TransferWise, a London-based international money transfer start-up, has been attracting plenty of attention since its launch in 2011. You might have already seen its tongue-in-cheek adverts on Facebook, featuring sad bankers painted blue. It seems its tactics are working; recent headlines herald a $1bn valuation for the four-year-old company.

TransferWise is a peer-to-peer currency transfer site that cuts out middle men. To see how this works, imagine you’re in Britain and want to pay for a $200 purchase in Ohio. TransferWise might find a woman in New York who wants to exchange her $200 into sterling for a holiday in the UK. The company will then just move the dollars from New York to Ohio, and the sterling between the two British accounts.

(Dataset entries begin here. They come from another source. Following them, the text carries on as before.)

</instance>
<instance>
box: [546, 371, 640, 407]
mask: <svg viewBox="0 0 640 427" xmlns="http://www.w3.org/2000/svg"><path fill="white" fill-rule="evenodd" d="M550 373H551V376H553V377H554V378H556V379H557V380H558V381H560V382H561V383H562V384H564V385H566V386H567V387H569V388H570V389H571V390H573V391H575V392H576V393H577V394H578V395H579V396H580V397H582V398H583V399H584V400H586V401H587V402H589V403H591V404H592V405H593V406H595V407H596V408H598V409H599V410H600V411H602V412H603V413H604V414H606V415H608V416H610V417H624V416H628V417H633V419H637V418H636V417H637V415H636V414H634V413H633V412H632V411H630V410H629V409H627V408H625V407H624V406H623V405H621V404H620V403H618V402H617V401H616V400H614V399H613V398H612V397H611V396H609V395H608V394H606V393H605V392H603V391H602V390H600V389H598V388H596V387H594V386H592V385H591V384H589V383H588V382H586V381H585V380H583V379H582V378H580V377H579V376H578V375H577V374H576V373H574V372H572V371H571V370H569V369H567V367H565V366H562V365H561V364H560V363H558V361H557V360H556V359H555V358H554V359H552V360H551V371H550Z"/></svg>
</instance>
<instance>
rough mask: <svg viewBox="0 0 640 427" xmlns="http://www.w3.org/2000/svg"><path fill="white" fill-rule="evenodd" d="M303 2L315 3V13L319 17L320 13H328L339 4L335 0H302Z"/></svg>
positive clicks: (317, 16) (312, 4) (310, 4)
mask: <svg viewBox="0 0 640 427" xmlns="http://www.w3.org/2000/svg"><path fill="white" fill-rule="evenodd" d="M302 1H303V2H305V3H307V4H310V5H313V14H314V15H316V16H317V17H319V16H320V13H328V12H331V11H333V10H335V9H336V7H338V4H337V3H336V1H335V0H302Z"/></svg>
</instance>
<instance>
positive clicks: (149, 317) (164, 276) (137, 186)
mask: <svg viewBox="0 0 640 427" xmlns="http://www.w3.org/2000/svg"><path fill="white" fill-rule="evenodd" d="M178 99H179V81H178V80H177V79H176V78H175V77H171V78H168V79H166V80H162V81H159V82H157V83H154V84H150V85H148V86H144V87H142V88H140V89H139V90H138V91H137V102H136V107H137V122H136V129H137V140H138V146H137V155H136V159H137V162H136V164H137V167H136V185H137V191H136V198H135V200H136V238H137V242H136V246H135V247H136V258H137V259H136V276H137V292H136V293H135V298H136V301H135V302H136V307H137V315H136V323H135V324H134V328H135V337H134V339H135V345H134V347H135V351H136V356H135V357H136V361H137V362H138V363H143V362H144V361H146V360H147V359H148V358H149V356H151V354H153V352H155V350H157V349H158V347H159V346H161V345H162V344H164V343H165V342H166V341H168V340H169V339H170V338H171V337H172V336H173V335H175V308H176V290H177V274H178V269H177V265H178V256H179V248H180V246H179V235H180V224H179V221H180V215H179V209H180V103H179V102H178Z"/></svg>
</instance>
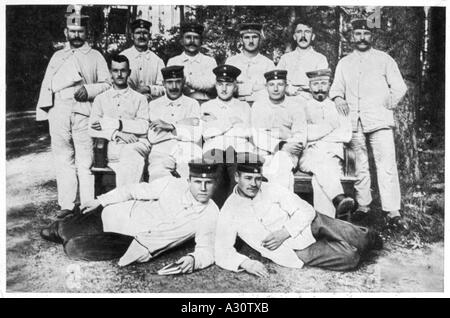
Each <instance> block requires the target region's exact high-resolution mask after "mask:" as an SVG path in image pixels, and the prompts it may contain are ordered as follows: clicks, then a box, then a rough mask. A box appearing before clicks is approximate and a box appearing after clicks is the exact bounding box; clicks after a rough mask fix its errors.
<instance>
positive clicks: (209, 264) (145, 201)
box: [41, 160, 219, 273]
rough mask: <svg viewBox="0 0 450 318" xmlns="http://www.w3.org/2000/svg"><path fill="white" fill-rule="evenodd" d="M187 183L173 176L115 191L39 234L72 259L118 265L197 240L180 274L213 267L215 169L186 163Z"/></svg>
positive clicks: (199, 164) (97, 197)
mask: <svg viewBox="0 0 450 318" xmlns="http://www.w3.org/2000/svg"><path fill="white" fill-rule="evenodd" d="M189 171H190V176H189V179H188V180H187V181H186V180H182V179H180V178H178V179H177V178H174V177H172V176H168V177H164V178H160V179H158V180H155V181H153V182H151V183H139V184H135V185H128V186H127V187H121V188H116V189H114V190H112V191H110V192H108V193H106V194H103V195H101V196H99V197H97V199H95V200H93V201H91V202H89V203H87V204H86V205H84V206H82V207H81V213H80V214H77V215H74V216H72V217H69V218H66V219H64V220H61V221H56V222H54V223H52V224H51V225H50V226H49V227H47V228H44V229H43V230H42V231H41V236H42V237H43V238H44V239H46V240H49V241H52V242H55V243H61V244H63V245H64V251H65V252H66V254H67V255H68V256H69V257H70V258H72V259H81V260H87V261H103V260H111V259H115V258H119V257H120V260H119V266H125V265H128V264H131V263H133V262H147V261H149V260H151V259H152V258H153V257H155V256H157V255H159V254H161V253H162V252H165V251H167V250H169V249H170V248H173V247H175V246H178V245H180V244H181V243H183V242H185V241H187V240H189V239H191V238H193V237H195V242H196V246H195V251H194V252H193V253H189V254H187V255H186V256H184V257H182V258H180V259H179V260H178V261H177V262H176V263H177V264H180V268H181V270H182V272H183V273H190V272H192V271H193V270H197V269H202V268H205V267H207V266H209V265H211V264H213V262H214V237H215V228H216V221H217V215H218V213H219V209H218V208H217V206H216V204H215V203H214V202H213V201H212V200H210V198H211V196H212V194H213V192H214V189H215V186H216V171H217V164H209V163H206V162H205V161H203V160H202V161H196V162H190V163H189Z"/></svg>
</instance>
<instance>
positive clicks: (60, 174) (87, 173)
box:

The big question is if it's safe. The answer: yes. TransferWise manages the exchange with the person on the other end, and all funds are moved through it in accounts separate from the company’s own. That makes this innovative approach just as secure as trading with banks. 

Users of TransferWise get interbank rates and the company charges a small fee (usually below 1%). This is very attractive compared to services like Western Union, which charges more like 10%, and certainly isn't the best way to transfer money. As the system relies on someone needing to transfer currency in the opposite direction to you, the downside can come when you're dealing with rare currencies. When transferring large sums into these rare currencies, a broker is your best option. They also usually don't charge a fee on transfers over £3,000. 

While it might not cover all money transfer needs, TransferWise's popularity is proven by its numbers. It's grown at a rate of 15-20% per month, with over £3bn transferred already, saving its users an estimated £135m. TransferWise and other similar services (notably Midpoint and MoneySwap) are part of a wave of innovation the finance sector has needed for so long, something the 2008 financial crisis played a major part in halting. Q4 of 2014 saw unprecedented growth in the financial tech (aka 'fintech') sector, and the international money transfer market is helping to continue the trend.